Freedom Is Never Free

 

 

Every time I get despondent about the way things are I am buoyed by the kindness and the goodness of ordinary people, good and decent people who sometimes place their lives on the line when they didn’t have to.
People who extend themselves graciously in circumstances and at times when it would have been easy and convenient to simply stand aside, they step forward in times of trouble and turmoil for others who do not look like them, do not live where they live, do not worship in the same church.

Chaney, Goodman, and Schwerner.

It is so easy to be negative about the things we see happening around us racially, not that we shouldn’t be vigilant but I have always sought to remind those I come in contact with that deep down we are all  God’s people regardless of our skin color.
Like the myriad species of fish in the great big Oceans, the cornucopia of different flowery hues in a meadow, Black people, White People, Brown people are all God’s children in the meadow of life.

Chaney, Goodman, and Schwerner traveled from Meridian, Mississippi, to the community of Longdale to talk with congregation members at a church that had been burned. The trio was thereafter arrested following a traffic stop outside Philadelphia, Mississippi, for speeding escorted to the local jail and held for a number of hours.[1] As the three left town in their car, they were followed by law enforcement and others. Before leaving Neshoba County their car was pulled over and all three were abducted, driven to another location, and shot at close range. The three men’s bodies were then transported to an earthen dam where they were buried.[wikipedia]

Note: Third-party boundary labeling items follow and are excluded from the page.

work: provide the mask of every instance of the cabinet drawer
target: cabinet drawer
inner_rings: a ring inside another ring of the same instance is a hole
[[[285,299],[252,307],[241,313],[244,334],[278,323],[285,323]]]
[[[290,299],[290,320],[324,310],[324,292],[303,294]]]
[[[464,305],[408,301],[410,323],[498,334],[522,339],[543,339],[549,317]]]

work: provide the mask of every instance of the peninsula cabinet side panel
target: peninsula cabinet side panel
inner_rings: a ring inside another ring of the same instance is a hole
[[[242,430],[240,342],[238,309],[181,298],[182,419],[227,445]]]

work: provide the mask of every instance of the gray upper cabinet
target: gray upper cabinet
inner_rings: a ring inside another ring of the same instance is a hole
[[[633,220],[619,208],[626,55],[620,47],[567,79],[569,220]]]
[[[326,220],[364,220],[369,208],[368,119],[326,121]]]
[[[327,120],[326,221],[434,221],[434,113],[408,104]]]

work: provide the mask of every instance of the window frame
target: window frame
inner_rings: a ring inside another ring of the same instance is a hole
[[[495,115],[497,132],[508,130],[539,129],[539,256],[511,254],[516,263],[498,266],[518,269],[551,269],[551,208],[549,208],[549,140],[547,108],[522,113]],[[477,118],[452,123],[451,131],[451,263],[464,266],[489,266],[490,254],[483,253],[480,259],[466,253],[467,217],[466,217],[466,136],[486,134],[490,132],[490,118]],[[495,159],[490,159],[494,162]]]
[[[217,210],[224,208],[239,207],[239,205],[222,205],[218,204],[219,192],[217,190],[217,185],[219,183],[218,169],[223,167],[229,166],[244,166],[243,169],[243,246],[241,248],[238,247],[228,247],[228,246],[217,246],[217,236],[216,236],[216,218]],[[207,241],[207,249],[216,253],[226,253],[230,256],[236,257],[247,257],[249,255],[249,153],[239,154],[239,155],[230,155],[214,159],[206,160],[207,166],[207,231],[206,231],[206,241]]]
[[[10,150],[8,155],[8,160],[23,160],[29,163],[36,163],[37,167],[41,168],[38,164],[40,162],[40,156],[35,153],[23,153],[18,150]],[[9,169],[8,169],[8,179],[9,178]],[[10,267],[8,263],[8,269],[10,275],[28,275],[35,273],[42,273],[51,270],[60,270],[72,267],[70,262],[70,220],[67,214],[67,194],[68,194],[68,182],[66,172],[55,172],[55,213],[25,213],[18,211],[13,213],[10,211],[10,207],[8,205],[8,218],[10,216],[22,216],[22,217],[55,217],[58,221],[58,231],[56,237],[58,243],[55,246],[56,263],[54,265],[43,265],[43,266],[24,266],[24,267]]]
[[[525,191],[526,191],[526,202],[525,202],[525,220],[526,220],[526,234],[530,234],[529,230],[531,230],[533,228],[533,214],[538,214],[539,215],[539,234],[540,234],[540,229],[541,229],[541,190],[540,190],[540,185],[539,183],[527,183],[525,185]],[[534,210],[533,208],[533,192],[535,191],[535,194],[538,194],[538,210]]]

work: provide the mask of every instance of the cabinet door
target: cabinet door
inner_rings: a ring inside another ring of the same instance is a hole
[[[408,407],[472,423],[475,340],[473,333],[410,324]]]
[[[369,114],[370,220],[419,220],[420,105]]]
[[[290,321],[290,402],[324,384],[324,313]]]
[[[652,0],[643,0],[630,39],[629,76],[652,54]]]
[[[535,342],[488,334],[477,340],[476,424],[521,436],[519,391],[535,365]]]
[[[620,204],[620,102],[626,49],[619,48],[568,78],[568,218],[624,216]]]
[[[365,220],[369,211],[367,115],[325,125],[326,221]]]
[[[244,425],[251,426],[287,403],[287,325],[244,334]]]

Chaney the young black man was understandably fighting for the rights and dignity of blacks including himself, Goodman, and Schwerner did not have to care, they did not have to offer themselves to change the arc of injustice, they did not have to give their lives but they did.

The systemic abuse and the dehumanizing treatment Black Americans faced for over four hundred years which culminated in the Civil Rights struggles of the 1960’s, did not go away when President Lyndon Johnson signed the landmark 1964 Civil Rights Act into law.
Black Americans simply got fat and lazy, simply put, African-Americans began an unprecedented slide into a sense of immorality and lascivious behavior which eviscerated the gains made by the greatest generation which marched and died in the struggles of the 60’s.

Black Americans forgot one little thing, the fight was not over.
Today there are no black leaders, no black leadership organizations which have not been compromised by the behaviors I outlined above or which haven’t been rendered useless by covert intelligence activities.

So is this reason to give in to despair, are we at a point where we all go to our individual corners in this tiresome and seemingly existential racial back and forth?
Do we cower in fear as racial animus raise its ugly head, do we withdraw from our brothers and sisters who look differently than we do now that the putrid stench of hate has been given fertile soil in which to grow?

Dr. Martin Luther King Jnr

I say no!
I am always hopeful about the future, not just about the things which are recorded in history and seared into our psyches like the killing of Chaney, Goodman, and Schwerner, but in the little things which are easy to miss.
People like Miss Imoudio, my dearly departed son’s grade school teacher who turned up at his funeral-service years after he had left her care and was a third-year college student.

She cared about her students so she turned up to offer comfort. Miss Imoudio just happen to have white skin.
It is people who work at the Bank I use, people who left their jobs when they did not have to, to come and offer their hugs and words of comfort to my family and me in our darkest hour.
It gives rise to the kind of hope former President Obama speak about, the hope which comes from meeting people who are totally different who would give you the clothes off their backs.

It’s my many friends who sat me down and gave me advice as I ventured out into business, [men, and women who just happen to be white] which gives me hope that this problem which seems so insurmountable at times will not overwhelm us all.

No, racism and bigotry are not going away, it is human nature to crave one-up-manship.
Those with power never give that power up, we use whatever tools we have at our disposal to justify ignorance and bad behavior.
It’s important that we do not lose hope amidst the noise and recriminations, it’s important to remember that we were all created by the same God even when we struggle to believe it.

The struggle for civil rights and human dignity is a generational struggle. Young men and women who marched with torches in Chorletsville Virginia shouting Nazi slogans were not born racist bigots.
They learned those behaviors from those around them, usually parents, close relatives, and peers. It is important that those who push back against that kind of bigotry and hatred must also learn the strategies and methods which are necessary to ensure that good prevails over evil.